This made my day. Tory leader David Cameron is proposing broad educational and service-based responses to sexual assault:
He pledged longer-term funding for rape crisis centres, to change attitudes towards rape through sex education and announced a Tory review of sentencing.
The government says it has taken action to improve conviction rates.
In a speech at the Conservative Women’s Organisation conference, Mr Cameron said: “Studies have shown that as many as one in two young men believe there are some circumstances when it’s okay to force a woman to have sex.
“To my mind, this is an example of moral collapse.”
He called for “widespread cultural change” and warned that society has become increasingly “sexualised” over the past decade, during which time treating women as sex objects has become viewed as “cool”.
He also called for compulsory sex education in schools to drive home the message that sex without consent is a criminal offence.
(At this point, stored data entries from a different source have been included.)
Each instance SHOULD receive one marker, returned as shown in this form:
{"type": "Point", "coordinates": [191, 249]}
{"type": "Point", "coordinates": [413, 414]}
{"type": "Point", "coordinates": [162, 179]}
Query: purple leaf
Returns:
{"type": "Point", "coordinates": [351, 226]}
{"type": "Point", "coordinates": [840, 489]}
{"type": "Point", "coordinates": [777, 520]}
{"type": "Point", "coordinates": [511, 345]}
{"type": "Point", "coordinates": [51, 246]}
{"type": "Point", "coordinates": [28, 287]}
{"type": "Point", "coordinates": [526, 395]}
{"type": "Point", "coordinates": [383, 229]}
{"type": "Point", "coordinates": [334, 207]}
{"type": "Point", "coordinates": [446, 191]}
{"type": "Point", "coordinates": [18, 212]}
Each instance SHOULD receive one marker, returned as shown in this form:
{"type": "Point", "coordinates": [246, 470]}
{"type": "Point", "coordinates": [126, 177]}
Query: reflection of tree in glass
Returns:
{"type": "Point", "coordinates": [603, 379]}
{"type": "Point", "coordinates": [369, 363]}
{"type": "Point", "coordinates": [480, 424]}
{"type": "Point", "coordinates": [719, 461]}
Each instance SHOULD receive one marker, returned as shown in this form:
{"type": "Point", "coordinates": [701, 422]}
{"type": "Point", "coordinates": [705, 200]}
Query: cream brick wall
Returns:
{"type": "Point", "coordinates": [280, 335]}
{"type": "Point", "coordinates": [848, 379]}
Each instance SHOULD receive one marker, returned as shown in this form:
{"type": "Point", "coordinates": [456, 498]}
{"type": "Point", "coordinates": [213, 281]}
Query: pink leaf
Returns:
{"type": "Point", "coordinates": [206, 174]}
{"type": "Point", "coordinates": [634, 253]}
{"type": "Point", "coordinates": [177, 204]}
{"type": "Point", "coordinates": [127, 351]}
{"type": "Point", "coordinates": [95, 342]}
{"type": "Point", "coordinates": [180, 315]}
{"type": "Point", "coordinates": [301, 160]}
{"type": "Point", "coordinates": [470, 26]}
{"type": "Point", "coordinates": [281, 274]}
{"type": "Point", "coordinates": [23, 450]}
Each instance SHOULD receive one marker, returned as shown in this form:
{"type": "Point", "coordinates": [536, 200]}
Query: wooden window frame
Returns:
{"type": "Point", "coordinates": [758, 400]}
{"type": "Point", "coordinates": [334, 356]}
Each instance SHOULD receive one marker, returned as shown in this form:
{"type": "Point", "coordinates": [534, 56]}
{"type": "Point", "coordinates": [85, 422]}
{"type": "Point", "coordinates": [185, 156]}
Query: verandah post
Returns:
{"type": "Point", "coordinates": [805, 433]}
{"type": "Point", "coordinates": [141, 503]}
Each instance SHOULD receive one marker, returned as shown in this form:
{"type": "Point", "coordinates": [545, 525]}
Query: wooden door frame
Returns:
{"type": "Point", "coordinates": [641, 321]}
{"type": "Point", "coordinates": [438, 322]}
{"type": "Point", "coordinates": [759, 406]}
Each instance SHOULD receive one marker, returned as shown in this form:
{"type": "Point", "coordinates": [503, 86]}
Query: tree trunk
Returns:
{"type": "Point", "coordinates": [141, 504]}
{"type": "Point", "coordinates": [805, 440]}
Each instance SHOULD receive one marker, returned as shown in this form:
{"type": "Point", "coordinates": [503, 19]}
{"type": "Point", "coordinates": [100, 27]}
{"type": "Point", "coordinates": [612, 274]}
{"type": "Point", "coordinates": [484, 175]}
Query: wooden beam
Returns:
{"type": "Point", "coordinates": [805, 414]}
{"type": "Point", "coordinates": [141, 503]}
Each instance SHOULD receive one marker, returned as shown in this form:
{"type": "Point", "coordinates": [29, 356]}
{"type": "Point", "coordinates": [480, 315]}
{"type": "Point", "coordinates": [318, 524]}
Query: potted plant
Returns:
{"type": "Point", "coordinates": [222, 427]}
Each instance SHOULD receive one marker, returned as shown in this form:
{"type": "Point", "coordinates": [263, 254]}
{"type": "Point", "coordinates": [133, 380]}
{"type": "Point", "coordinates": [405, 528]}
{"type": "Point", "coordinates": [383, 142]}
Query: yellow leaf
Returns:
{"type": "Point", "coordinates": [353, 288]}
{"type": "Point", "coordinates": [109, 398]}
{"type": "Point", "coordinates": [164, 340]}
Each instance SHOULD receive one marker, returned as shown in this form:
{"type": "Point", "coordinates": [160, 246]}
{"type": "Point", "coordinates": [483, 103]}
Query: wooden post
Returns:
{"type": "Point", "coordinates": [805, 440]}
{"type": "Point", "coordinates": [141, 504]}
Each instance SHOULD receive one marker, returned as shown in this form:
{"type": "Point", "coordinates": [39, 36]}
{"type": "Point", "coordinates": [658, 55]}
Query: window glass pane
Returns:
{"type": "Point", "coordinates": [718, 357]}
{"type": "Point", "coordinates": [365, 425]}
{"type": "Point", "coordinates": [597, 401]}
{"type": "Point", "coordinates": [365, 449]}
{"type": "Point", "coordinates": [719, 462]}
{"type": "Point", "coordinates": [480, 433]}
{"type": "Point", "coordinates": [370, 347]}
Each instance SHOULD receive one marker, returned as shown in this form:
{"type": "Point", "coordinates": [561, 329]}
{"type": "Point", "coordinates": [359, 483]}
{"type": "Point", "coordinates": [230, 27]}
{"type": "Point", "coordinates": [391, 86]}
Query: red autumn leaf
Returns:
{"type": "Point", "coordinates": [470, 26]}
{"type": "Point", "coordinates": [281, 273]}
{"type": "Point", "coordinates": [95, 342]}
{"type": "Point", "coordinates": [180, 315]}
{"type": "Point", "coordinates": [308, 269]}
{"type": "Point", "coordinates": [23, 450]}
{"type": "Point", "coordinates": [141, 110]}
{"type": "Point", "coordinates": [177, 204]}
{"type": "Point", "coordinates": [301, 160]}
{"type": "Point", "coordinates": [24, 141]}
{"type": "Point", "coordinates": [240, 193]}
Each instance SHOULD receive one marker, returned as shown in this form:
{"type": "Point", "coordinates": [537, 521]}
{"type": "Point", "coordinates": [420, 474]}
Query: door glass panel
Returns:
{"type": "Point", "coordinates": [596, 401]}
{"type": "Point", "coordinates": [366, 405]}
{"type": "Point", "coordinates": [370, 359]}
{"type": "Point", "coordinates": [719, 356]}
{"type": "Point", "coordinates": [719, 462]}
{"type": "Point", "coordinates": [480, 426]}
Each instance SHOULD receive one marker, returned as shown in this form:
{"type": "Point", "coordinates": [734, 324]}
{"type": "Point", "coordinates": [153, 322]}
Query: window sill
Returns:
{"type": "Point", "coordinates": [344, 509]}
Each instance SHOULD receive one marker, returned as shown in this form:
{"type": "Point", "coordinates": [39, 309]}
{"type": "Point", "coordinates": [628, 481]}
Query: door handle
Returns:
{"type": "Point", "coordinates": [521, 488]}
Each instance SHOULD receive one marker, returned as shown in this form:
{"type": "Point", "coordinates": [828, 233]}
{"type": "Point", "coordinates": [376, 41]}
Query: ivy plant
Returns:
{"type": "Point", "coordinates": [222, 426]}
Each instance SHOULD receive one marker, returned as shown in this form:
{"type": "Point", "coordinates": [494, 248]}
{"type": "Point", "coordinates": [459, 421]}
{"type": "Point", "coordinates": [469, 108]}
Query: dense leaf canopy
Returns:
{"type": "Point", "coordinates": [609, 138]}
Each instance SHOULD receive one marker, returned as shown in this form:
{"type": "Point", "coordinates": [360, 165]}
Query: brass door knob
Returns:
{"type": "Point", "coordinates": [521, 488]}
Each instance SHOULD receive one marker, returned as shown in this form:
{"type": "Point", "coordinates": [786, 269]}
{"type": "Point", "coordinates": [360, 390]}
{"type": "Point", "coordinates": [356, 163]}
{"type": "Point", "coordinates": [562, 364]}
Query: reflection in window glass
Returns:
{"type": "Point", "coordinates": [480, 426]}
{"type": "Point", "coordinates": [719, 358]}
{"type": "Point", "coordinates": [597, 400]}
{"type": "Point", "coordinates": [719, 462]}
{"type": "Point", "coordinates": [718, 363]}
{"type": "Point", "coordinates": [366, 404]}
The whole “sexualization causes rape” thing frustrates me, but otherwise he’s right on the money. I’m especially pleased to see that he’s promoting a comprehensive approach to lowering the sexual assault rate, which includes resources for survivors as well as education for men. Acquaintance rape can be a tricky issue, because “no means no” just doesn’t jibe with all of the other messages that men and women received. The sexual power game puts a lot of women on a tightrope between virgin and whore; there’s pressure to have sex, messages that nice girls say no at least once or twice, imaging of sex as domination, assumptions that women will be the “brakes,” shame in giving an enthusiastic “yes” under certain circumstances. Men see the same thing — and they internalize the idea that “no” might mean “yes,” that women get off on being “ravished” and want men to take complete sexual control, that if a woman is in your bed it means she’s consented to doing pretty much whatever you want, that women exist largely for male pleasure.
“Teaching men not to rape” sounds like a silly proposition if your understanding of rape is limited to stranger attacks; it’s not nearly so silly when you recognize that there are men out there who genuinely don’t get it, and are thoroughly socialized into believing that forcible sex is not only “not rape,” but is fully acceptable and even normal. Education, coupled with broader measures to empower women to feel like they have the right to say no (and the right to say yes without shame), can go a long way in turning that around.
Thanks to Cecily for sending this on.